Кто-то говорит, что возчик на лошади вёз бочку этого варенья в станционный ресторан, и бочка, на покатой дороге упала с телеги на землю и содержимое пролилось; а может быть возчик был пьян. Но по тем временам, напиться в рабочее время – это можно было и в тюрьму попасть...

Над вареньем уже роем кружились мухи и пчёлы...

Вскоре подошли к болотине...

В редкое "окно" памяти, вдруг вижу, что сижу на плечах шестилетнего Гены, который старше меня на три года. Пахнет влажной осокой и тёплыми болотными испарениями. В воздухе "шуршат" стрекозы.

Жарко...

Гена погрузившись по горло в жидкую чёрную грязь, переправляет меня на "другой берег", через большую лужу на тропе.

Только сейчас я понимаю, что мог тогда утонуть в этой грязи, споткнись нечаянно Гена...

Таким образом, с опасностями походов я встретился, впервые, уже тогда...

За эти "противозаконные" походы, нам, каждый раз попадало от матери тапком по мягкому месту.

И каждый раз, после наказания шмыгая носом и вытирая слёзы, мы выходили на улицу из дома, с куском хлеба намазанного маслом и сверху посыпанного сахаром и гадали – каким образом каждый раз, мать приходя с работы узнавала, что мы ходили купаться на дальнее озеро.

Только недавно я понял, что покрасневшая кожа на лицах показывала маме, что мы купались и загорали под солнцем...

В те годы, после работы, отец с матерью изредка брали нас с собой и ходили купаться на озеро.

Помню отца плывущего "по – морскому" к противоположному берегу и мать, осторожно, "на цыпочках" входящую в прохладную воду. Я тогда ещё не умел плавать...

Следующий эпизод...

Мне года четыре. Я с восторгом и страхом смотрю на лошадей в нашей роще, рядом с которой мы жили.

Стреноженные "коняжки", почему-то, с разбега перепрыгивают ограждение рощи – довольно высокий забор...

Лошади большие, сильные и кажутся полудикими...

...Первое ощущение другой "стороны-страны" появились в те же времена.

Мы с приятелями – ровесниками путешествуем в "Терра – инкогнито".

Зашли за какие-то "пределы" досягаемости...

Помню деревянный мостик через ручей, который, в священном ужасе первых географических "открытий", воспринимался мною, как громадная река. Больше деталей не помню, но священный трепет вызываемый незнакомой "страной – стороной" остался со мной на всю жизнь...

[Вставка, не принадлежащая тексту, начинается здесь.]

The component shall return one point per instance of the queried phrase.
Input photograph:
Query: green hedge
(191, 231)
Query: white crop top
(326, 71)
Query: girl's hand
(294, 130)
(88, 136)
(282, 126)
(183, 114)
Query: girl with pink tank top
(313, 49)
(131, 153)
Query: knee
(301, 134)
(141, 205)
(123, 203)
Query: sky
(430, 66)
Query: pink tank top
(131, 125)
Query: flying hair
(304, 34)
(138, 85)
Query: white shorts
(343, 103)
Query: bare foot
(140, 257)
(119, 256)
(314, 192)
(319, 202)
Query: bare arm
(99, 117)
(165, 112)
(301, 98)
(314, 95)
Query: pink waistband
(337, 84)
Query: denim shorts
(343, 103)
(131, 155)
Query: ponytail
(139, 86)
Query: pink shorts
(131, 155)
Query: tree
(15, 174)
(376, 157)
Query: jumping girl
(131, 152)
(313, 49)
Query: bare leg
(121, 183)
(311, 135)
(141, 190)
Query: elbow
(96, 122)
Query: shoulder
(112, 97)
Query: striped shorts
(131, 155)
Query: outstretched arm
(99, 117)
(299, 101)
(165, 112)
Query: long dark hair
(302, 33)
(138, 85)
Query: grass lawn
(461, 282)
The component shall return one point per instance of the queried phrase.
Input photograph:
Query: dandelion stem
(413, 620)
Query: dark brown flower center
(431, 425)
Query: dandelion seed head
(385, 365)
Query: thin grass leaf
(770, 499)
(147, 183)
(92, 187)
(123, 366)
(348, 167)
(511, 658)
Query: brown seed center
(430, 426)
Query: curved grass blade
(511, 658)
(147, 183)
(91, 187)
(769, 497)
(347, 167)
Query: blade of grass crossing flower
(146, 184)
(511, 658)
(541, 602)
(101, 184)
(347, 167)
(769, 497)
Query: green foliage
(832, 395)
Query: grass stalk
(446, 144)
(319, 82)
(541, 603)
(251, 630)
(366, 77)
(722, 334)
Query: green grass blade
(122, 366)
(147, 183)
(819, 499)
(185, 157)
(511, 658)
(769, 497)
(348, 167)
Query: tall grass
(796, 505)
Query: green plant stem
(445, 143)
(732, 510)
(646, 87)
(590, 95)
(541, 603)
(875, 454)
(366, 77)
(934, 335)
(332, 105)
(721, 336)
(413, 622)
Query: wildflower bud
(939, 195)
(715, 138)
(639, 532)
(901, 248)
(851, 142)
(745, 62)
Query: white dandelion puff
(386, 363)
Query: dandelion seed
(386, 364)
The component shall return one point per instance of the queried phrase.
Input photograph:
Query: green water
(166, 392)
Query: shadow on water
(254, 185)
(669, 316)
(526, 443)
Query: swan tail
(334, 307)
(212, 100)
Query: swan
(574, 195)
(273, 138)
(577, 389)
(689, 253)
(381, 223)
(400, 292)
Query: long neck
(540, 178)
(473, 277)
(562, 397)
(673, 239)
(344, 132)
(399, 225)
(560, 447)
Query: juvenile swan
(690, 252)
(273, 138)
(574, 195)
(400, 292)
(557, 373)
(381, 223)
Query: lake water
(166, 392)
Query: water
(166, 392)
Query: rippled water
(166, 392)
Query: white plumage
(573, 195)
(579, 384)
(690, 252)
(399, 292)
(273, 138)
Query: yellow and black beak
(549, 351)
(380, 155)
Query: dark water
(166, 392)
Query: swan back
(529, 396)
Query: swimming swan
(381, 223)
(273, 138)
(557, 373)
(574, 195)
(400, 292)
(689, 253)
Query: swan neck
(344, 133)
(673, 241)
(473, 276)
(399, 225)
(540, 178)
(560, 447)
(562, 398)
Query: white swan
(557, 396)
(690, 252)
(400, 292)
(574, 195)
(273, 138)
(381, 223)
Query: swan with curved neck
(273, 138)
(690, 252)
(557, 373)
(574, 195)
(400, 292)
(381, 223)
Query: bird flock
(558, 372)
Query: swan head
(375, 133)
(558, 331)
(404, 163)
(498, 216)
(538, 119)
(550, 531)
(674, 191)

Много позже, уже во взрослом состоянии, я был на этом месте. От нашего тогдашнего дома этот мостик был метрах в двухстах...

Когда мне исполнилось шесть лет, наша семья переезжает в противоположный, восточный пригород Иркутска.

Отец стал строителем Иркутской ГЭС... Лес там подступал почти к самому дому...

Помню, как мы: я, старший брат и отец, наполовину пешком, наполовину на попутках, добирались из Второго Иркутска (так назывался пригород) на строительство ГЭС, чтобы посмотреть наш будущий дом, в середине ново строящегося посёлка.

А через лесную долину с болотом заросшим мелким березняком, на противоположном склоне, стояли аккуратные лагерные бараки, в которых ещё год назад жили зэки, а теперь временно расселили строителей ГЭС...

Самого переезда не новое место не помню. Наверное я очень переживал разлуку с друзьями и приятелями, с которыми уже был очень близок и с которыми был неразлучен длинные детские, свободные от опеки взрослых, дни.

Помню, как, уже года в четыре, с одним из них, мы, забросили мёртвого воробья, в одну из открытых форточек, а потом убежали и спрятались. Мне было тогда неполных пять лет, но характер уже проявлялся...

Помню, как ходили с братом за хлебом, в булочную на вокзале. Помню эти большие, вкусно пахнущие, так называемые "железнодорожные" буханки хлеба, которые мы с братом покупали отстояв приличную очередь...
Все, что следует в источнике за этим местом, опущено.